You'll hear it at least once per broadcast, the announcers' open astonishment at the mammoth sizes of Minnesota's tackles. Bryant McKinnie is 6'8", 335 lbs. Phil Loadholt is 6'8", 343 lbs. Toss in Steve Hutchinson (6'5", 313), John Sullivan (6'4", 301), and Anthony Herrera (6'2", 315) and that's an average of 6'5 1/2" and 321 pounds per lineman -- and that' s not taking Artis Hicks' 6'4", 335 lbs. into account. Guys this big should be able to move mountains or, failing that, defensive lineman.
But they're not. And it took this video for me to figure out why.
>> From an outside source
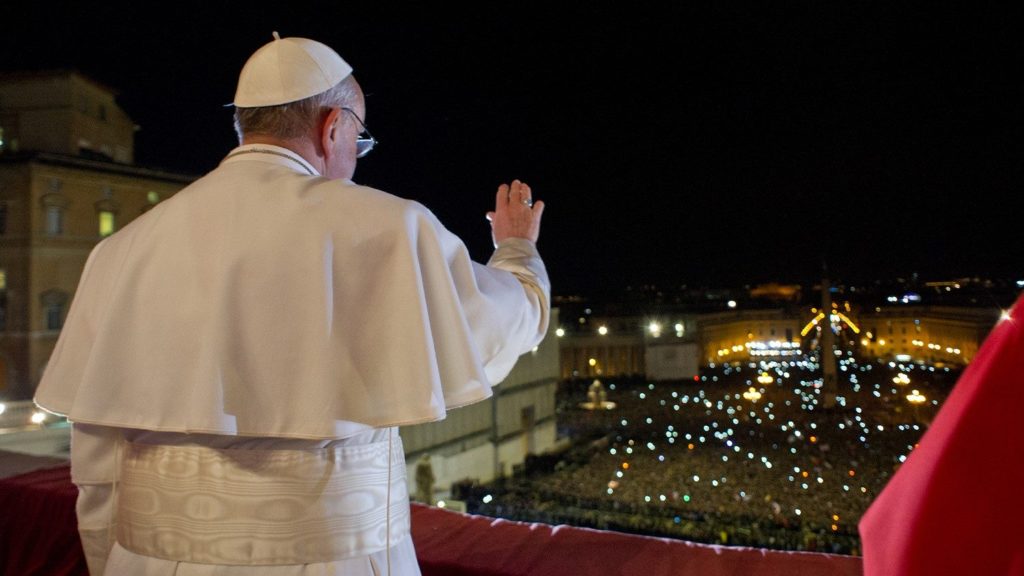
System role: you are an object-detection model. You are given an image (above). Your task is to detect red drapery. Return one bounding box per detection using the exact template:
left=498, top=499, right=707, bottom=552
left=0, top=465, right=860, bottom=576
left=859, top=297, right=1024, bottom=576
Chris Johnson is having a spectacular year. Talent-wise, you'd have to think Adrian Peterson is at least on par with him -- perhaps a little slower, but also a little stronger. But where Peterson is struggling, Johnson is thriving. Watch the play that starts at the 0:58 mark. Johnson takes a screen pass and starts running downfield with the ball. Admittedly, he doesn't turn on the jets right away (as he shouldn't), but even so, two of his lineman run downfield with him for about 30 yards! For the record, that's #54 Eugene Amano (6'3", 310 lbs.) and #68 Kevin Mawae (6'4", 289 lbs.) running with him.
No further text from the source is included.